Boulos e a vitória: política é nas ruas!
Prefeito tucano de São Bernardo quer um novo Pinheirinho (Crédito: Geórgia Pinheiro)
PHA: Eu converso com Guilherme Boulos, líder do MTST, que realizou, ontem, no dia 31 de outubro de 2017, uma marcha de 23 quilômetros saindo de São Bernardo em direção ao Palácio dos Bandeirantes, sede do governo do Estado de São Paulo.
E eu pergunto: Boulos, ao final do encontro com representantes do governo Alckmin, você disse que foi possível abrir negociações sobre a ocupação em São Bernardo. O que significa isso? Por que você chamou isso de uma vitória?
Boulos: Paulo, foi uma vitória porque, até o momento, a postura de todos os poderes - tanto a prefeitura de São Bernardo, o próprio governo do Estado e o Governo Federal - era de não reconhecer a ocupação. Isso significava uma aposta em tratá-la como um conflito. Ou seja, em querer acabar debaixo de porrada, como um caso de polícia e não de política habitacional.

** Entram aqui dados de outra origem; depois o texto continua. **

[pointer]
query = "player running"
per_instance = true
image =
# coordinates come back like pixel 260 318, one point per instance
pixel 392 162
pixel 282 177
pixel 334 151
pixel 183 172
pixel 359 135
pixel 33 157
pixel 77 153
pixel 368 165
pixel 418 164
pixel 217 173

Ontem, depois de uma marcha, como você disse, de 23 quilômetros, quase dez horas de caminhada, chegando ao Palácio com vinte mil pessoas... A potência dessa mobilização fez com que o governo do Estado tivesse que receber o movimento e tratasse, efetivamente, das pautas. Nós apresentamos uma proposta de desapropriação daquele terreno, de cadastramento imediato das famílias. O governo do Estado se comprometeu a avaliar soluções habitacionais, em tratar o caso como uma solução negociada, apostando na solução negociada e pediu uma semana para nos apresentar propostas objetivas de solução habitacional.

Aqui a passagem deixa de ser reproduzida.